In this sense, what do you think of Vox’s speech?

I find xenophobic messages disgusting. All human beings are equal. We may speak a different language, we may pray to a different god, we may have different customs, but in the end we share the essence of humanity. For this reason, speeches like those of Vox should concern us and we should fight them as a society, and also individually.

The role of journalism

Although there are exceptions and some brutes follow the Vox line, I think the media do not fail this subject. I have the feeling, from the newspapers I read and the messages I hear, that journalists normally try to analyze the migratory phenomenon and the human drama that immigration entails.

Another theme that is touched on in his novel is the role of women in the Islamic world. Do you think there may be some hope of change for them?

All women, no matter what country or civilization, have always had to pay a very high price to obtain quotas of freedom that allow us to manage our own lives. Thus, there are still places where customs have relegated women to a role, no longer secondary, but practically non-existent. That is why many of them, when they come to the West, discover that there are other ways of living and that we are in control of our lives. For this reason, there are women who decide to free themselves and clashes occur in the family sphere.

‘Nowhere’ went on sale just at the time of the departure of US troops from Afghanistan, a setting that appears in the novel as the largest training center for Islamic fundamentalists. He has already criticized it several times. But what do you think about that decision?

The departure of US troops from Afghanistan was not exactly heroic, but shameful. They have left the Afghans abandoned, since the Western presence had opened small cracks for change and freedom in the country, but overnight the United States decides to leave and the Taliban arrived in Kabul (capital) like the one they goes on an excursion

‘Tell me who I am’ became an audiovisual product with which, as he has acknowledged, he had a “bittersweet” feeling. Have you had any other proposal to bring any of your novels to the screen?

No. Conversations with the publisher, yes, but they haven’t gone beyond that. Even so, at this time it is not on my agenda to go through that experience again.

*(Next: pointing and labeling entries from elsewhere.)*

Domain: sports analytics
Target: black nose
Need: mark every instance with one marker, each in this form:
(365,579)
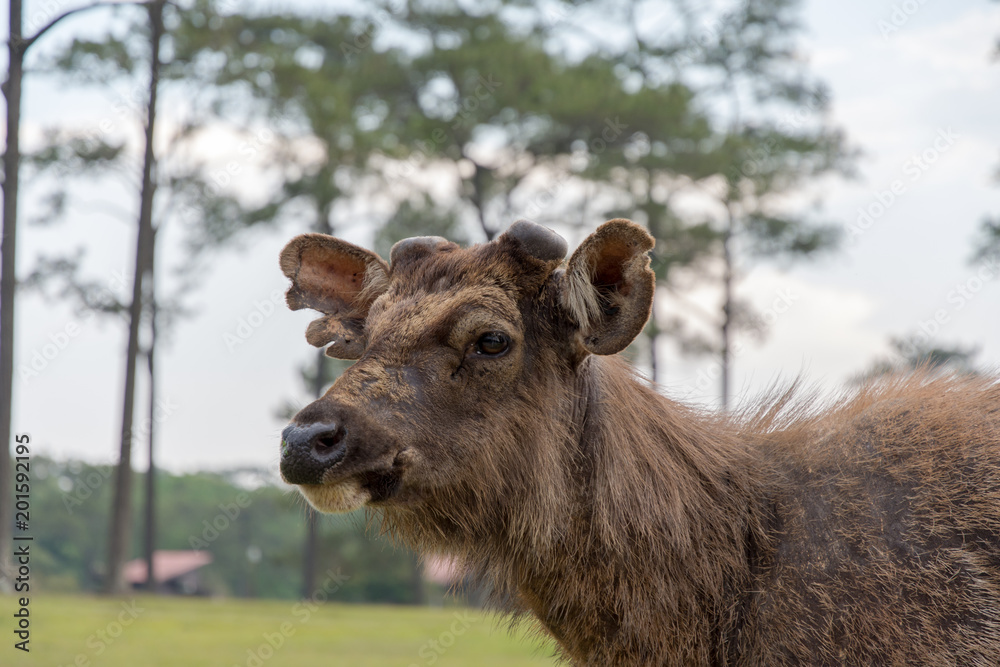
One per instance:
(309,450)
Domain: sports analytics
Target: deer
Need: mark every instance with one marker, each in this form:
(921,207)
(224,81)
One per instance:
(489,416)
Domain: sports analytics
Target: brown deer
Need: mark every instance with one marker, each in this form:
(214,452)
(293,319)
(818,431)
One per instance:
(489,417)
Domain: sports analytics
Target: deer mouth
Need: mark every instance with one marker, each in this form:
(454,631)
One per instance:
(348,494)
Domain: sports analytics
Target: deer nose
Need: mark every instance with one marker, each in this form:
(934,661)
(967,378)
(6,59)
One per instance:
(309,450)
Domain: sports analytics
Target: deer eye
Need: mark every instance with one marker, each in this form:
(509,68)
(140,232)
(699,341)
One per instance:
(492,344)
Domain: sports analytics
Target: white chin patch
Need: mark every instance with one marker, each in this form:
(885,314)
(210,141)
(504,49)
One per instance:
(345,496)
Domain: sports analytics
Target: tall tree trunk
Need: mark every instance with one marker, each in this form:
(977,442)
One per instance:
(11,165)
(149,536)
(121,510)
(727,309)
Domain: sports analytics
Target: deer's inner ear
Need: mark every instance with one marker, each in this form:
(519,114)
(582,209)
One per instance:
(609,286)
(339,280)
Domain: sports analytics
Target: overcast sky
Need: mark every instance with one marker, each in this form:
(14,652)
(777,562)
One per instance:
(918,92)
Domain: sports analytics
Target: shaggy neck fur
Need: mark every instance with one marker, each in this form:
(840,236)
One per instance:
(634,524)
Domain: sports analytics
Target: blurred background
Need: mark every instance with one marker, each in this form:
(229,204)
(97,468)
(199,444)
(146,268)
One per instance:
(821,179)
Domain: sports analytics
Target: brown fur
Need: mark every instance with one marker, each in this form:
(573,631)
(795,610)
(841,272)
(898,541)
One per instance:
(639,531)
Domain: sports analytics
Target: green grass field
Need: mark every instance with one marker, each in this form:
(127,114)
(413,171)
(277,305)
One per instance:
(162,632)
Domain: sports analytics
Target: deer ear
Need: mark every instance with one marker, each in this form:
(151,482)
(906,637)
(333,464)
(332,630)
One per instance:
(338,279)
(609,286)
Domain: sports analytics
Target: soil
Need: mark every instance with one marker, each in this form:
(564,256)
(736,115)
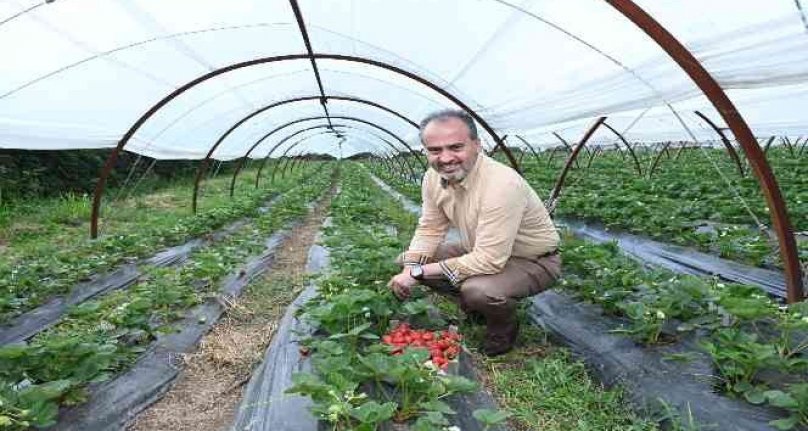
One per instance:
(207,393)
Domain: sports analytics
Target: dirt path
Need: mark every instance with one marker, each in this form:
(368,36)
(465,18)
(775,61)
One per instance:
(206,394)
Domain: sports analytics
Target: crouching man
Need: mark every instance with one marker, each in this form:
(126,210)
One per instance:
(508,246)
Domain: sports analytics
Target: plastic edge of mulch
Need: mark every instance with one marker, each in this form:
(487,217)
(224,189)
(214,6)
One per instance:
(647,374)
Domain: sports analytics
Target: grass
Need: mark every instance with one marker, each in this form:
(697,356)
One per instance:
(542,385)
(47,254)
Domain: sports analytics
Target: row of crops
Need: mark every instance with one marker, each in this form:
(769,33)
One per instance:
(97,339)
(364,378)
(757,348)
(695,197)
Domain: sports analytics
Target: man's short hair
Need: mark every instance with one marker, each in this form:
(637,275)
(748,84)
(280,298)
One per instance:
(446,114)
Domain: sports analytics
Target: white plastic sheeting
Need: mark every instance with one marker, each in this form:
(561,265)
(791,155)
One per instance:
(79,73)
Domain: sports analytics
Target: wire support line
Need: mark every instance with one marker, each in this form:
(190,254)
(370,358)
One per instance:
(23,12)
(128,177)
(802,14)
(760,225)
(304,33)
(142,177)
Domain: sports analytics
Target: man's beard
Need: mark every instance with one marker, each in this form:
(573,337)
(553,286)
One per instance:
(456,176)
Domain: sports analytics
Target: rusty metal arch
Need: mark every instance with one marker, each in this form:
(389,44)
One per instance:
(743,134)
(727,144)
(662,152)
(241,161)
(261,168)
(628,147)
(556,191)
(202,166)
(263,109)
(532,151)
(389,165)
(274,168)
(113,157)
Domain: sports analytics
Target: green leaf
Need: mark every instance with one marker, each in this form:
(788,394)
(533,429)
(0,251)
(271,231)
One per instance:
(781,399)
(373,412)
(755,396)
(490,417)
(436,406)
(457,384)
(786,423)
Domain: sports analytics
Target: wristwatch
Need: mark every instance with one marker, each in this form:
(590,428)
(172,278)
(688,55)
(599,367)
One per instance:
(417,272)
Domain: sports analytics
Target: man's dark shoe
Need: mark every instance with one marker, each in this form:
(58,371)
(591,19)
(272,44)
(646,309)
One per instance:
(500,339)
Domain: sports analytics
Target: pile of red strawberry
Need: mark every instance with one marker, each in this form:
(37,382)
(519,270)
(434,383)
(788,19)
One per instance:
(443,346)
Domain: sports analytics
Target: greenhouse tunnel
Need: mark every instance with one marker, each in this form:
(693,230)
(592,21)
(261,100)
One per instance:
(270,89)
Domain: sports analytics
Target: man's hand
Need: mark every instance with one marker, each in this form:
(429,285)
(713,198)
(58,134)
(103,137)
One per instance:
(402,284)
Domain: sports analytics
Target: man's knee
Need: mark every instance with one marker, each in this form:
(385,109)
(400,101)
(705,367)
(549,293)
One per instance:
(477,295)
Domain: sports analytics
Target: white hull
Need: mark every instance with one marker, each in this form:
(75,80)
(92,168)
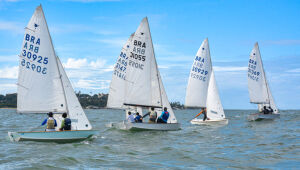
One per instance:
(52,136)
(147,126)
(261,116)
(200,121)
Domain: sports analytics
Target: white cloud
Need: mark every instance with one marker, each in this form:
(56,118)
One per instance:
(11,26)
(92,84)
(118,42)
(8,88)
(87,1)
(76,63)
(296,70)
(282,42)
(229,69)
(9,72)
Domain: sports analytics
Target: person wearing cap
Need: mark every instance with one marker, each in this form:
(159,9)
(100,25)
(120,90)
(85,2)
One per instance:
(50,121)
(65,123)
(130,118)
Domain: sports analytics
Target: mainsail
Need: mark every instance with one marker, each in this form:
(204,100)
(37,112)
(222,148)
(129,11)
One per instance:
(197,88)
(257,84)
(43,85)
(117,86)
(39,85)
(202,90)
(141,85)
(214,106)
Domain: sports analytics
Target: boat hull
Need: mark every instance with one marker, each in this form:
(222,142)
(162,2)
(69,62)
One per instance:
(261,116)
(200,121)
(52,136)
(147,126)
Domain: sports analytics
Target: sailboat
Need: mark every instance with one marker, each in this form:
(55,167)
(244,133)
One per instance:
(43,86)
(136,82)
(202,91)
(258,87)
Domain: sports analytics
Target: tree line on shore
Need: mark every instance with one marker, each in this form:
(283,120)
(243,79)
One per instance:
(87,101)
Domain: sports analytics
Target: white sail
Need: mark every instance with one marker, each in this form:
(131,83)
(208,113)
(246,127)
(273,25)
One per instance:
(39,86)
(196,92)
(117,86)
(257,85)
(272,102)
(75,111)
(214,106)
(140,88)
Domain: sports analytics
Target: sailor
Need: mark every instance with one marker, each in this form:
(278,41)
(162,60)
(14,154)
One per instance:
(270,110)
(138,118)
(130,118)
(152,115)
(164,116)
(51,122)
(65,123)
(266,111)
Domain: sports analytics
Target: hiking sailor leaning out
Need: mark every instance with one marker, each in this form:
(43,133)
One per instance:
(66,122)
(50,121)
(164,116)
(152,115)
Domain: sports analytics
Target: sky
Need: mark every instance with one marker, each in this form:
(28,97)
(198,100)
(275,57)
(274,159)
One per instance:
(88,36)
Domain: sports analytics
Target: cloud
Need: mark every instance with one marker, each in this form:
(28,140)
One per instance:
(75,63)
(92,84)
(296,70)
(11,26)
(282,42)
(88,1)
(8,88)
(118,42)
(82,62)
(230,69)
(9,72)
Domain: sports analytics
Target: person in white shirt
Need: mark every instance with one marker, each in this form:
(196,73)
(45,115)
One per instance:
(130,118)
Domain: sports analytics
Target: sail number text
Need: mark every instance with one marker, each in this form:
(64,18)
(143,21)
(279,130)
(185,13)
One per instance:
(252,73)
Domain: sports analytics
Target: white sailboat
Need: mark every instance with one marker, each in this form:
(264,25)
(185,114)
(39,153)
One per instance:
(202,90)
(43,86)
(136,82)
(258,87)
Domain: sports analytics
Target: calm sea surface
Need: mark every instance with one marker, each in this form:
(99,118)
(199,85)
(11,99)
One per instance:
(238,145)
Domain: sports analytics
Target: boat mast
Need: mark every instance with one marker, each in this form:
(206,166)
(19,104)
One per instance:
(266,83)
(157,71)
(56,58)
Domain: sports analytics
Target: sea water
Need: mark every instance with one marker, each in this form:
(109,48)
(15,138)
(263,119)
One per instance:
(238,145)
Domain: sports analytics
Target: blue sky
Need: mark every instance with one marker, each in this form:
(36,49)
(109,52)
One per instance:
(88,36)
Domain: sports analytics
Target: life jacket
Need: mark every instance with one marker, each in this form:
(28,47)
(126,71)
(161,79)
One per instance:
(51,123)
(153,114)
(67,124)
(165,116)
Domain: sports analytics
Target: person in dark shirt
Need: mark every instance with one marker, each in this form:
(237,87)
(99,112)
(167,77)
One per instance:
(163,118)
(66,123)
(266,111)
(138,118)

You have always been critical of prejudices about business literature. But, what is your opinion of the Carmen Mola phenomenon?

I find it to be a very interesting phenomenon and I don’t understand why they tear their hair out when they learn that there were three men behind Carmen Mola, when they are three experienced and talented authors who have been able to create stories that have captivated thousands and thousands of readers around the world. Congratulations and applause from me.